Fixed crossover designs would also be appropriate to test. Although alternating schedules of administration are conceptually attractive, it is unlikely that they will have a substantial impact on the natural history of metastatic breast cancer until combinations with complete remission rates in excess of 50% are developed.

Single Agents--Combination chemotherapy is certainly not the only approach available to integrate new drugs into overall management strategies. Cytotoxic agents with substantial antitumor activity (vinorelbine, taxanes, and anthrapyrazoles) might be best used as single agents, administered at their maximally tolerated dose. For agents with a steep dose-response curve, this approach might be preferable to combination therapy, to avoid compromising the dose administered.

Some drugs are notoriously difficult to combine with other agents: witness the problems combining paclitaxel and docetaxel with doxorubicin, cisplatin, or even cyclophosphamide. In these instances, maximal-dose single-agent therapy might be as effective, and less toxic, than combinations based on the same drug. This approach cannot profit from drug synergy, nor is it likely to be as effective as combination therapy in preventing the emergence of drug-resistant cell clones. However, it is a strategy that must be evaluated through clinical trials, as should all other approaches to drug integration.

Need for International Coordination--Regardless of the approach undertaken, some mechanism of international coordination would be highly desirable to avoid duplication of effort and to standardize, as much as possible, the methodology for evaluating the therapeutic index of novel combinations. Such coordination could begin with an international registry of clinical trials, in which all trials, regardless of sponsor, would be registered. This should be feasible and easily accessible to investigators worldwide on the Internet and through state-of-the-art electronic technology. At the same time, agreement on a few basic standards to enhance the quality of clinical research studies could make the development of these new combinations substantially more efficient.

New Drug Combinations for Adjuvant Therapy

Despite the absence of sufficient comparative data on new combinations versus standard chemotherapeutic regimens, several new drugs, or combinations that contain new drugs, have been introduced into adjuvant and/or neoadjuvant chemotherapeutic settings. This might be slightly premature because of the concern related to the long-term effects of any new drug introduced into clinical oncology. However, the limited efficacy of current adjuvant chemotherapeutic programs and the promising efficacy of the new drugs and new combinations make this approach quite tempting.
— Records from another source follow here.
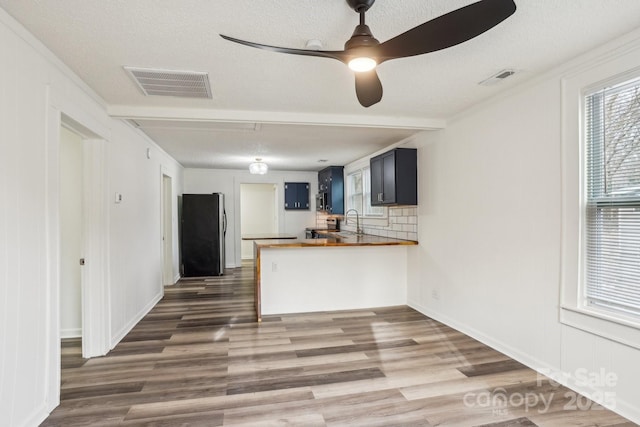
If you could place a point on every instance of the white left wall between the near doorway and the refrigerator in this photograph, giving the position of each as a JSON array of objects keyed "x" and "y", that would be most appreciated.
[{"x": 136, "y": 225}]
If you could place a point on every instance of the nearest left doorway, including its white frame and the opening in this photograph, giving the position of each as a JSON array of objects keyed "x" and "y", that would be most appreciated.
[{"x": 78, "y": 299}]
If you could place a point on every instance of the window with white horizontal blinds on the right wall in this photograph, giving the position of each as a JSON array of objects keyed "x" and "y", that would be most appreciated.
[{"x": 612, "y": 210}]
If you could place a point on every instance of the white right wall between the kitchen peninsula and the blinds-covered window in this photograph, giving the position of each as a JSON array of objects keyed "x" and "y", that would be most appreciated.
[{"x": 489, "y": 260}]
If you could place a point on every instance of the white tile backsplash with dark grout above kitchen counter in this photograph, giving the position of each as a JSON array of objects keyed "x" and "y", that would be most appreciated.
[{"x": 401, "y": 223}]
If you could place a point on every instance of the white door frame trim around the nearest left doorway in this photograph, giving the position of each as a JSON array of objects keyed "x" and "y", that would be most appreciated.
[{"x": 96, "y": 306}]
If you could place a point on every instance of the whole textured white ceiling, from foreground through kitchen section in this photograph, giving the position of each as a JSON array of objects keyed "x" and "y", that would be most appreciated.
[{"x": 96, "y": 38}]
Table 6 describes several existing adjuvant chemotherapeutic programs that include new agents or new combinations [1,36,71-75]. At this time, only reports of tolerance and toxicity are available from most of these studies. However, a few clinical trials, in which new drug-containing combinations were used in the preoperative (or neoadjuvant) setting, reported high response rates, including histologically documented complete remissions in some patients [73-75]. To date, adjuvant therapeutic programs based on new drugs appear to be well tolerated, and no serious or irreversible toxicity has been observed. Adjuvant chemotherapy is administered to patients with potentially curable disease. Therefore, only long-term observation will define the risk-benefit ratio of these new agents and combinations in the management of primary breast cancer.

Our knowledge and experience, based on standard chemotherapeutic regimens, suggest that secondary acute leukemias appear during the first 7 to 10 years after the administration of alkylating agent therapy [76,77]. Acute leukemias appear earlier when they are related to the administration of topoisomerase II inhibitors [78,79]. However, the development of secondary solid tumors is further delayed. Cumulative incidence curves suggest that even 15 years after the administration of standard chemotherapy, there is a continued increase in the development of second primary tumors [80,81]. Therefore, the introduction of a potentially carcinogenic new drug into adjuvant therapy today will not be expected to produce its full effect until the year 2010 or beyond.